Holloway was born to Condredge Holloway, Sr., and Dorothy Holloway. Condredge's grandfather on his father's side was born a slave, but was emancipated as a child in 1865. Dorothy was hired to work at the Marshall Space Flight Center in Huntsville in 1962, becoming the first African American employee of NASA.

Surprisingly, football wasn't Holloway's favorite sport; he preferred baseball. After starring as a high school player at Lee High School in Huntsville, he was drafted as a shortstop by the Montreal Expos in 1971. Holloway was Montreal's first pick, and he was the fourth player selected overall. However, Holloway's mother, insisting her son attend college, refused to sign the contract (Condredge was 17, too young to sign a contract under Alabama law) and instead he went to Tennessee. In so doing Holloway became the first African-American to start at the quarterback position in a Southeastern Conference school. In addition to being the first black quarterback at Tennessee and in the Southeastern Conference, Holloway also was the first black baseball player in Tennessee history. The outstanding prospect bypassed a baseball career, and Holloway opted instead, for a two-sport collegiate career and went on to excel on the diamond. He garnered All-SEC and All-America honors as a shortstop in 1975 and finished with a .353 career batting average.
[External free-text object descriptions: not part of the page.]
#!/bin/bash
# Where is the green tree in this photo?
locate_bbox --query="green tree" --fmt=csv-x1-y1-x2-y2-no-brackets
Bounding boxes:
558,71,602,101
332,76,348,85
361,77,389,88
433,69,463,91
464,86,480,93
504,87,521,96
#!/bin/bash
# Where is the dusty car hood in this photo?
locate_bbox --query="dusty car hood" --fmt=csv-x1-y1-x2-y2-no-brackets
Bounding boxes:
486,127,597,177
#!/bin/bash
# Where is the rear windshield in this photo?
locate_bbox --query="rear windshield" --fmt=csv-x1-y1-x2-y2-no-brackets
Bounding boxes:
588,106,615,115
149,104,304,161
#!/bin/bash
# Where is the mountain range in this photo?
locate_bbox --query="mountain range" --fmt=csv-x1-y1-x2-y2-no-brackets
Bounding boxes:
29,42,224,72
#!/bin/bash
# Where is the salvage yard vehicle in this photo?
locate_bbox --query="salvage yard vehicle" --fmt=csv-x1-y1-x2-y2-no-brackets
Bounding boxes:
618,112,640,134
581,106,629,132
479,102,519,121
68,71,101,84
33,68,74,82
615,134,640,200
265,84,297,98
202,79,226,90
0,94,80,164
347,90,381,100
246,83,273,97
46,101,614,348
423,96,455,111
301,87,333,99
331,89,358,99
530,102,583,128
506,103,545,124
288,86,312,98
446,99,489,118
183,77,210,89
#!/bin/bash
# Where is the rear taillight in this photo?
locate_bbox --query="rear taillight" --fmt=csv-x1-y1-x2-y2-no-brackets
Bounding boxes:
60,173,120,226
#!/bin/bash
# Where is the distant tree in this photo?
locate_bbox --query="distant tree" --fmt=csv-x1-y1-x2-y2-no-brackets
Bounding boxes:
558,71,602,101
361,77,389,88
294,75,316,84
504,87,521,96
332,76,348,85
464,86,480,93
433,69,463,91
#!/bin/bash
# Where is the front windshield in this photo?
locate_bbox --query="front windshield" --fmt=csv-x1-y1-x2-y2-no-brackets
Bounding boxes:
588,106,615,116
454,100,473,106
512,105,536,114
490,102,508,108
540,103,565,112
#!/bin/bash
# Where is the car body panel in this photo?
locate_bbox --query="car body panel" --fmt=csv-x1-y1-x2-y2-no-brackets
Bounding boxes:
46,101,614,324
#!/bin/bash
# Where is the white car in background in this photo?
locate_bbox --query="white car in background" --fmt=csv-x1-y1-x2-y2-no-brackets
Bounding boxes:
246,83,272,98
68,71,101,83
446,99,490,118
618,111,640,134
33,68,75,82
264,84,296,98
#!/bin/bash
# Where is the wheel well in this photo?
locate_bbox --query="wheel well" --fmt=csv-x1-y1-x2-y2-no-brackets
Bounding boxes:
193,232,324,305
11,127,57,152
Holloway — still the owner of Tennessee's longest hitting streak at 27 games — was selected to Tennessee's All-Century Baseball Team, making him the only Tennessee student-athlete named to all-century squads in both baseball and football.

In his three seasons (1972–74) as a starter, Holloway directed the Vols to the 1972 Astro-Bluebonnet, 1973 Gator, and 1974 Liberty Bowls and an overall record of 25-9-2. He ended his career with the best interception-to-attempt ratio in Tennessee history, throwing just 12 interceptions in 407 collegiate attempts. During his three seasons, he completed 238 of 407 passes for 3,102 yards and 18 touchdowns, and rushed 351 times for 966 yards and nine touchdowns.